Gender also figures into the explanation of philanthropic convergence (and its absence). The authors note that women have played a key role in facilitating innovations in religious charity and their transnational dissemination. Such women include the Venerable Cheng Yen, the charismatic founder of the Taiwanese Buddhist charity Tzu Chi that serves as a paradigmatic case and promoter of “industrialized” philanthropy. Such women also include economic migrants who have established new charitable organizations—in many cases offshoots of Tzu Chi—in communities to which they have relocated. Paradoxically, it is the weakness of these women’s social ties—the relative paucity of their social capital—that has enabled them to bridge communities and act as carriers of philanthropic innovation. In contrast, charities rooted in dense, multi-stranded, and typically male-dominated networks operate in more traditional, parochial ways, evincing little of the innovation and convergence with which the book is concerned.

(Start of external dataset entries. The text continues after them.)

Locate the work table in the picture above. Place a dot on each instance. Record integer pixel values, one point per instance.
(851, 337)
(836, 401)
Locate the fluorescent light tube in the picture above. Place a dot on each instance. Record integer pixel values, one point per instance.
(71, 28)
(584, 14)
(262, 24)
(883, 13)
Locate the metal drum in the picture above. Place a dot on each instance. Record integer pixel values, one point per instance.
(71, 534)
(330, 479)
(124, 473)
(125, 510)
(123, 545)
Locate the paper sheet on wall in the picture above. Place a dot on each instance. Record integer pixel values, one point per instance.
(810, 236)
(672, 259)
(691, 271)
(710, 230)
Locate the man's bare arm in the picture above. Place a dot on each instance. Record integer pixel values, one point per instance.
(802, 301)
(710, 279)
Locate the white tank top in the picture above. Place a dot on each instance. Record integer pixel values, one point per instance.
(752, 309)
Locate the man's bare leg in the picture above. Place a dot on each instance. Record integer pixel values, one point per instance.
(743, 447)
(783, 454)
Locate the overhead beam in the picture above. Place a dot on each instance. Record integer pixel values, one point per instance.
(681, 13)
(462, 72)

The theoretical scope of this book is ambitious. That said, some of the concepts need refining. In particular, the concept of “political merit-making” is not well-defined, and encompasses an overly broad range of phenomena. Confusingly, temples and other religious entities are portrayed as doing charity in order to earn political merit, while religious charities are portrayed as needing political merit in order to do charity. To this reader, the activities of political merit-making appear too dissimilar from those of religious merit-making for the analogy to work. In Buddhist and other religious merit-making, adherents interact with an impersonal yet dependable karmic order with the expectation that their acts of goodness will generate karmic benefits. That is, there is a calculability and reliability to religious merit-making lacking in the political realm, where efforts to curry favor with the state may succeed or fail depending on competition from other groups, the personal interests of local officials, and forces beyond those officials’ control.
Despite these concerns, the book is a valuable contribution to the growing literature on Chinese religious charity. It is the first cross-national, anthropological study of such charity in different faith traditions. The co-authors have each published extensively about religions and religious charity in Chinese societies, and the book combines new research with findings from prior scholarship in illuminating ways. Chapters are authored collectively and organized thematically, and the result is a genuinely collaborative product. The multi-authorial approach results in some choppiness; in places the text hopscotches from case to case, and the writing is occasionally uneven. Overall, however, this is a richly-detailed, thought-provoking analysis that will appeal to scholars of anthropology, sociology, and religious studies interested in Chinese religions, gender and religion, and religious transnationalism. The authors position their work within a burgeoning scholarship on “the anthropology of the good,” and to it they contribute valuable insights drawn from diverse yet distinctly Chinese religious milieus.
Susan K. McCarthy is Professor of Political Science at Providence College.